With a small retail community in East Brewton, tax revenue saw a dramatic dip during December last year as a result of the flooding. Clark said the revenue hit was tough on the city as well as the retailers.
“Superfoods is our biggest tax revenue generating business in East Brewton,” Clark said. “With their business being down for a week to 10 days last year, it was a big hit for them and for us. We lost between $4,000 and $5,000 in tax revenues while they were closed. Fred’s did pick up some of the slack in that loss since they sell bread, milk and eggs there. But, that loss was a tough hit for the City of East Brewton. We’ve recovered and Superfoods is going as strong or stronger than ever.”

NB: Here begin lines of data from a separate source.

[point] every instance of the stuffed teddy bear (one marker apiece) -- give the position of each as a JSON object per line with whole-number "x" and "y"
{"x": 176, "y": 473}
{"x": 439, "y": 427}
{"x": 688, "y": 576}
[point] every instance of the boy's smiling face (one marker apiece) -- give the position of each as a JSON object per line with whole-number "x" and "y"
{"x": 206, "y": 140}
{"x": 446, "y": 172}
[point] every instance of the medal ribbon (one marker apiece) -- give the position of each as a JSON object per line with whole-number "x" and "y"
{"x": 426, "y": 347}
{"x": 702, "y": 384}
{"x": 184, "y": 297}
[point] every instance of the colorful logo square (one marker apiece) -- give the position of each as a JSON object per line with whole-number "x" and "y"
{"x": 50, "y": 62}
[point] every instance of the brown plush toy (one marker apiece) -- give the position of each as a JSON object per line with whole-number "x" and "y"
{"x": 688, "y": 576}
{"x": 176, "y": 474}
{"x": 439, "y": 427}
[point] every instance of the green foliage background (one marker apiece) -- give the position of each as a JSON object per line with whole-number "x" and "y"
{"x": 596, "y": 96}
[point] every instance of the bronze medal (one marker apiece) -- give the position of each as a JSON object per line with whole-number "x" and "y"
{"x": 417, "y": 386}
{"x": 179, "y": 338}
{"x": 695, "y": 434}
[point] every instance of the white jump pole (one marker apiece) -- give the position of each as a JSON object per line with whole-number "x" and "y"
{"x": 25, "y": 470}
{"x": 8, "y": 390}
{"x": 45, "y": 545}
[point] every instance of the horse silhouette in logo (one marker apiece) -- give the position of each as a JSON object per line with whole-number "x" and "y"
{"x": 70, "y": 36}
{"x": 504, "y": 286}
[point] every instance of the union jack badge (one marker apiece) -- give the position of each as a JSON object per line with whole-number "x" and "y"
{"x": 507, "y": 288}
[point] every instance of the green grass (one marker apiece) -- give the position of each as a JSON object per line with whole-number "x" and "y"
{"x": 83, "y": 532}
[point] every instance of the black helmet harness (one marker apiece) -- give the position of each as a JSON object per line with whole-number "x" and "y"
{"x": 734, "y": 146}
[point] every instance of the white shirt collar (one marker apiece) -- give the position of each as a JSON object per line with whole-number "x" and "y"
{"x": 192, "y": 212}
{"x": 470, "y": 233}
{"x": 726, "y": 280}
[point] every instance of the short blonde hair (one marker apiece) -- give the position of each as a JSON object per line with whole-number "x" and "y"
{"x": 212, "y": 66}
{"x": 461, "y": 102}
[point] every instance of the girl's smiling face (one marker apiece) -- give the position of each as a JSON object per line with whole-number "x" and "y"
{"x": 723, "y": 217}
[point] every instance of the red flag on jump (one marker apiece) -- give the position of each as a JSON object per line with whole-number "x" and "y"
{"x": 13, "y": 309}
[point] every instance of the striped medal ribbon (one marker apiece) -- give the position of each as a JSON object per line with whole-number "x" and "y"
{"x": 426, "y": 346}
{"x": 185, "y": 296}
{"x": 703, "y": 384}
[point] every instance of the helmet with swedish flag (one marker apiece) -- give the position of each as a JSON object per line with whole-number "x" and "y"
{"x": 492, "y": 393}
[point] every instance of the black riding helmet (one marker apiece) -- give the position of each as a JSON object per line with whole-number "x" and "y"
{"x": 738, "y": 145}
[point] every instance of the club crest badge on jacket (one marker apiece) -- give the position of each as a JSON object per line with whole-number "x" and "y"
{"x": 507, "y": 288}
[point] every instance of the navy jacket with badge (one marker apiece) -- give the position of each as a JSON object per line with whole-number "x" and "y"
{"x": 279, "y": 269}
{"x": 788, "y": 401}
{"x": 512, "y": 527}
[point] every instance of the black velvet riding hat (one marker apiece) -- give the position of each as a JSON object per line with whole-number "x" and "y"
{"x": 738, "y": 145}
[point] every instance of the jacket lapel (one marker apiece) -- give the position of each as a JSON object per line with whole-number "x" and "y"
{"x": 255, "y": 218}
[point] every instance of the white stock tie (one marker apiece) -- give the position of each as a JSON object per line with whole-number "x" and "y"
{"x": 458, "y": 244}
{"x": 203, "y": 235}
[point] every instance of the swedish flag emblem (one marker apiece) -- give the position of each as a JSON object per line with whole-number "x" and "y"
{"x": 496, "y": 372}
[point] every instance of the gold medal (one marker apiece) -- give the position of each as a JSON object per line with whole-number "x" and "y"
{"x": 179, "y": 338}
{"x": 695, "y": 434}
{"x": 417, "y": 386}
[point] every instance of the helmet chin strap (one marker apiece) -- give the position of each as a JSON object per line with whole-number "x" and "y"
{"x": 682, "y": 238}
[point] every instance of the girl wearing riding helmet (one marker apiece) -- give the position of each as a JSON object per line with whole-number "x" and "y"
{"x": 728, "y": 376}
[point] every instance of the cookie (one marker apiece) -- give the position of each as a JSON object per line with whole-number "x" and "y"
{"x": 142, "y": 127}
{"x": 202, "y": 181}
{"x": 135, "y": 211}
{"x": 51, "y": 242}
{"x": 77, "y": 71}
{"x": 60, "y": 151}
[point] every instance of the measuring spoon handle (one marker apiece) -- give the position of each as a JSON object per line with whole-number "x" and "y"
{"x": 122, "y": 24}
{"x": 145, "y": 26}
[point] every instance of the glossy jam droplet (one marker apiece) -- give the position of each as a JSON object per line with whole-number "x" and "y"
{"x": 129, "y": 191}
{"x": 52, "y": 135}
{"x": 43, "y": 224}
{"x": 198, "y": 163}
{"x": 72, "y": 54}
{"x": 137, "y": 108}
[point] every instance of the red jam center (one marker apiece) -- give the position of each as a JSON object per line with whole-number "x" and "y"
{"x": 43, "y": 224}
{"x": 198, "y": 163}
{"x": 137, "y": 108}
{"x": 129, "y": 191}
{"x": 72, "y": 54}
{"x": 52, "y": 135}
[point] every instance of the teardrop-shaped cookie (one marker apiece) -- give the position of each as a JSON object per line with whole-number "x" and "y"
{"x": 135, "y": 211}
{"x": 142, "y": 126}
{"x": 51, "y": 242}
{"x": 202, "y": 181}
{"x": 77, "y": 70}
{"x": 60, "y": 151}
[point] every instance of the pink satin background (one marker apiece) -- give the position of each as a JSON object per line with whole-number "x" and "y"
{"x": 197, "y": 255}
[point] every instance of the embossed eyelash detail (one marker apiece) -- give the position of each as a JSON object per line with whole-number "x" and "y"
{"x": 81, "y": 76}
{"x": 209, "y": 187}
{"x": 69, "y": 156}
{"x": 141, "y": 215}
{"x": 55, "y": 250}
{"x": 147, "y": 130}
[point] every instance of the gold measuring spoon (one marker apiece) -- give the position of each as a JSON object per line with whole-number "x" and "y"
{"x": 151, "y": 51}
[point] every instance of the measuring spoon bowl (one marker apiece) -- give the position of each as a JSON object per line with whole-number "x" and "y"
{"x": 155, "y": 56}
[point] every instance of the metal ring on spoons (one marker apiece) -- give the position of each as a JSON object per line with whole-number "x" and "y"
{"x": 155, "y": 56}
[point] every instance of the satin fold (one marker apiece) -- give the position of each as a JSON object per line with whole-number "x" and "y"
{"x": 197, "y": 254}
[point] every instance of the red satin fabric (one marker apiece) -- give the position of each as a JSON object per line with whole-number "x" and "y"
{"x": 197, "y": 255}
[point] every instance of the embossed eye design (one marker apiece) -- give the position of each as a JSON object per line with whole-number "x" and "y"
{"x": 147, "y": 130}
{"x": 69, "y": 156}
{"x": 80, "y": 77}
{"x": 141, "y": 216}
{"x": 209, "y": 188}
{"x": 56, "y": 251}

Areas that have been repaired with funds received in Brewton from FEMA include O’Bannon Park, Persimmon, Young, Ashley and High streets.
“We had a sewer blow-out on Persimmon Street that had to be repaired as quickly as possible,” Yuhasz said. “We had to do emergency work on the sewer damns as well.”
Yuhasz said the majority of work left to be done is centered around sewer damns operated by the city.
“We have work that still needs to be done on our sewer damns,” Yuhasz said.
“Most of the work that remains to be done has to do with cleaning some of the sewer lines that had sand or dirt flooded into them by the rising water.”
Yuhasz said some work will be done to prevent disaster in the event of a flood in the future.
“When the funding is here we hope to do some hazard mitigation work on the sewer ponds,” Yuhasz said. “We hope to be able to raise the height of the sewer damns so future flood waters would not do any damage.”
Clark said similar work will be done in East Brewton to help prevent a disaster should another flood creep into the city.
“We have recently received a $400,000 grant from the Alabama Department of Economic and Community Affairs,” Clark said. “That grant money will be used to rework our pumping station for the city. Hopefully, that will help us out if we have flooding in the city in the future.”